Friday, Aug. 18, 1961

Marriage Revealed. Gertrude Augusta ("Gorgeous Gussie") Moran, 37, onetime second-magnitude tennis attraction less famed for her overhead than her under wear; and Frank ("Bing") Simpson, 35, Los Angeles lawyer-yachtsman; she for the third time, he for the first; in Hawaii last month.

Died. Alexander Hilsberg, 61, Warsaw-born product of the St. Petersburg violin-prodigy assembly line (others: Jascha Heifetz, Nathan Milstein) who served 20 years as concertmaster of the "ideal orchestra" of his youth, the Philadelphia, before taking over the New Orleans Symphony in 1952; of heart and kidney disease; in Camden, Me.

Died. General Walter Bedell Smith, 65, the U.S.'s steely wheel horse in war and peace, Dwight D. Eisenhower's grand planner from 1942 to 1945, subsequently a State Department and CIA troubleshooter; of a heart attack; in Washington (see THE NATION).

Died. Mei Lan-fang, 67, China's "Great King of Actors," whose willowy grace and flawless falsetto made him the foremost female impersonator in the all-male Chinese classical drama, won him worldwide applause--his 1930 U.S. tour brought him honorary degrees from two U.S. colleges--and earned him as much as $4,000 per half-hour; of a heart attack; in Peking. He defiantly grew a mustache to avoid entertaining China's Japanese conquerors during World War II, but traveled the world for the Communists, was visited during his fatal illness by another onetime tan (male actress)--Red China's Premier Chou Enlai.

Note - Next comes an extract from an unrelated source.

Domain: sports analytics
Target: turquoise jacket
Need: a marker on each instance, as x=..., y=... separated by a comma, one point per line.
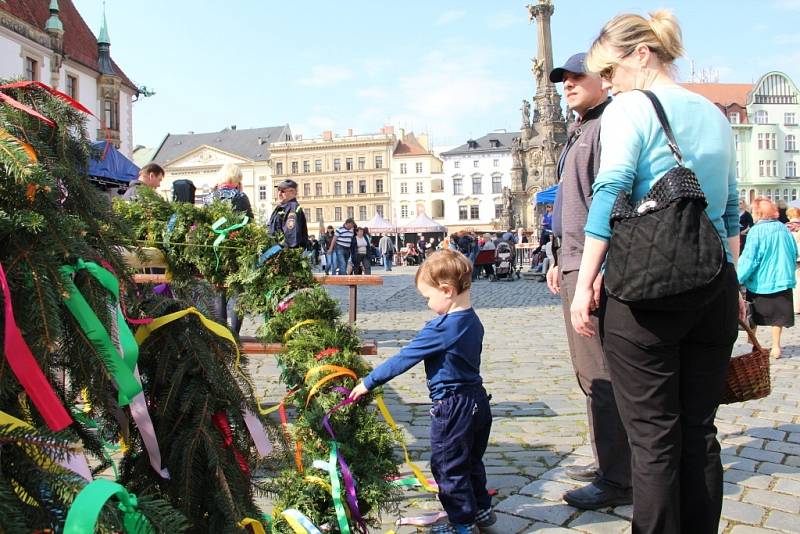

Died. Julia Mood Peterkin, 80, patrician South Carolina authoress ("I am not a literary person; my career is the plantation"), whose Scarlet Sister Mary, a folk tale of a Negro woman "in a patient struggle with fate," won the 1929 Pulitzer Prize for fiction; of heart disease; in Orangeburg, S.C.

Died. Dr. Frank Nathan Daniel Buchman, 83, Pennsylvania-born Lutheran minister who founded the Moral Re-Armament movement; of a heart attack; in Freudenstadt, West Germany (see RELIGION).

Died. Joseph Ernest Cardinal Van Roey, 87, Primate of Belgium since 1926 and the third prince of the church (after Cardinals Tardini and Canali) to die within eight days; after a long circulatory illness; in Mechlin, Belgium. A lifelong political activist known to his flock as "the Iron Bishop," Cardinal Van Roey excommunicated World War II Belgian quislings, unsuccessfully opposed the abdication of ex-King Leopold, and denounced with equal fervor his nation's prewar fascists and postwar socialists.